Saturday, November 9, 2019

Trump's abuse of another office

The focus on President Trump's abuse of his presidential office for personal and political gain risks overlooking his admitted gargantuan abuse of his "charitable" foundation.

This week, a New York judged slammed Trump with $2 million in damages for his foundation's skeevy grifting. The judgment was part of a settlement agreement in which Trump stipulated that his foundation:

  • Provided improper political help to his presidential campaign and another political campaign;
  • Improperly paid more than a quarter million dollars in different legal settlements for Trump's businesses;
  • Paid $47,000 for advertising, artwork, and other expenses for Trump's businesses;
  • Had a sham Board of Directors--the Board did not meet from 1999 through November 2018, provided no oversight, and did not adopt a required conflict of interest policy.
By converting his foundation into his personal piggy bank, Trump corruptly turned taxable activities into tax-free activities, cheating the federal and New York state governments and passing his bill to other taxpayers.
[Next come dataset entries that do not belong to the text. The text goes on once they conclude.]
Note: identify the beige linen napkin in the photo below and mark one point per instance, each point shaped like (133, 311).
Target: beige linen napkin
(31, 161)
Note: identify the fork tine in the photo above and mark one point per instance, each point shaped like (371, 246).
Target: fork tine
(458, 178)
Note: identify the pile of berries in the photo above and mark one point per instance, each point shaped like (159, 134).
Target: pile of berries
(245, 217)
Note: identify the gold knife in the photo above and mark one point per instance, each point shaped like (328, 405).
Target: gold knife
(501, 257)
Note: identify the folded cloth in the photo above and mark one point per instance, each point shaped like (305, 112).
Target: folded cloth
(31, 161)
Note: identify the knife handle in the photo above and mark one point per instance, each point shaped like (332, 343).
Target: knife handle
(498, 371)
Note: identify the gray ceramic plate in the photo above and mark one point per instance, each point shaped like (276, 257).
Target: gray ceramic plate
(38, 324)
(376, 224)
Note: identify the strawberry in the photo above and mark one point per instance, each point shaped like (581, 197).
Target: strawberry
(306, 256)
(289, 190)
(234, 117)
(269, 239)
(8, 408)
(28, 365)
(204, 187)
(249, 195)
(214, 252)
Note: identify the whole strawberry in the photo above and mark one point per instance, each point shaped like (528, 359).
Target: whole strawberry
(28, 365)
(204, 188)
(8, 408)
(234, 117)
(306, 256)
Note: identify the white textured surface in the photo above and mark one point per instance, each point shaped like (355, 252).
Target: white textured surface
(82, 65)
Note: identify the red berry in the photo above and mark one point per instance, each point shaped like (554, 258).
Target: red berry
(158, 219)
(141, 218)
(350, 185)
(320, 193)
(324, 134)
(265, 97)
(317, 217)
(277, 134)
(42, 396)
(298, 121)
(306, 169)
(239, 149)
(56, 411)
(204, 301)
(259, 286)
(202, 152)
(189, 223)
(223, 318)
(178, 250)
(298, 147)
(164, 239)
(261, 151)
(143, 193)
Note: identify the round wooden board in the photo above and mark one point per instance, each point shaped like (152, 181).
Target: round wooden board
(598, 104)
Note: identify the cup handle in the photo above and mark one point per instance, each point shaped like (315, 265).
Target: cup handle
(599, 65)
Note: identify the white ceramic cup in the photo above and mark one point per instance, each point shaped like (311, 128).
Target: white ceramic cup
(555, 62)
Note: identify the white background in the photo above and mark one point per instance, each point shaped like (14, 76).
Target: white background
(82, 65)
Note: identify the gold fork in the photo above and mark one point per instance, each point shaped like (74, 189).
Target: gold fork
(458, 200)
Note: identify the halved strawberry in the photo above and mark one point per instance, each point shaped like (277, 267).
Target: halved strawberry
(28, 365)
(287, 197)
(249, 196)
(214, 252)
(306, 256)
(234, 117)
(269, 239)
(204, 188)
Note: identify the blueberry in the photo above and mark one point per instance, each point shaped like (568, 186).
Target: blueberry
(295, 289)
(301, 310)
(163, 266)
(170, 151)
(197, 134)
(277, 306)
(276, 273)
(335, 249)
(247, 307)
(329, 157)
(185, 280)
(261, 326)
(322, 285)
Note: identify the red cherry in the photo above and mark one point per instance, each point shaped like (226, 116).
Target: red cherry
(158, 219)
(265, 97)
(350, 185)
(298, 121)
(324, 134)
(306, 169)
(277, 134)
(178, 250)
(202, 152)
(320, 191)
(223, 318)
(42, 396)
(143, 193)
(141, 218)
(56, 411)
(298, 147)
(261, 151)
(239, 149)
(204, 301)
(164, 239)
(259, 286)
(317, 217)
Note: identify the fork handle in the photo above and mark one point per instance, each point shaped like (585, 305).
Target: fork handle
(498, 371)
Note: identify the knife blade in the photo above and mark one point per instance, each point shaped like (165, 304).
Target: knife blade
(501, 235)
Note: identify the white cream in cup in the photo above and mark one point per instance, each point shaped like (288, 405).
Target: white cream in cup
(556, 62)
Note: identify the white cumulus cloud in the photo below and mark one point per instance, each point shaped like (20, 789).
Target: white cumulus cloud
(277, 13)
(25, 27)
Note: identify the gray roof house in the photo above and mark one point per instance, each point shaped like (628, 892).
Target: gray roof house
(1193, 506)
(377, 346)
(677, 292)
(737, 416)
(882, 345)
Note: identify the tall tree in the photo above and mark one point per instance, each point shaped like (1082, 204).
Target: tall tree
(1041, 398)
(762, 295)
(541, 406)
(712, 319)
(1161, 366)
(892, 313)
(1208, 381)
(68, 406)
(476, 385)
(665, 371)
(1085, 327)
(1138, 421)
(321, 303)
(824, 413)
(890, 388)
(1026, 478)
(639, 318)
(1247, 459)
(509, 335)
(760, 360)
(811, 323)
As part of the settlement, Trump had already agreed to dissolve the Foundation, pay its remaining $1.7 million in holdings to genuine charitable causes, pay other penalties, and adhere to strict rules and monitoring if he ever serves on the board of another charity.

Trump is now prohibited from running a charity without a host of guardrails, yet somehow his Republican enablers see him as qualified to run the country.

For any other president, these penalties for mismanagement and self-dealing would be an all-consuming scandal. For Trump, it's just more of the same.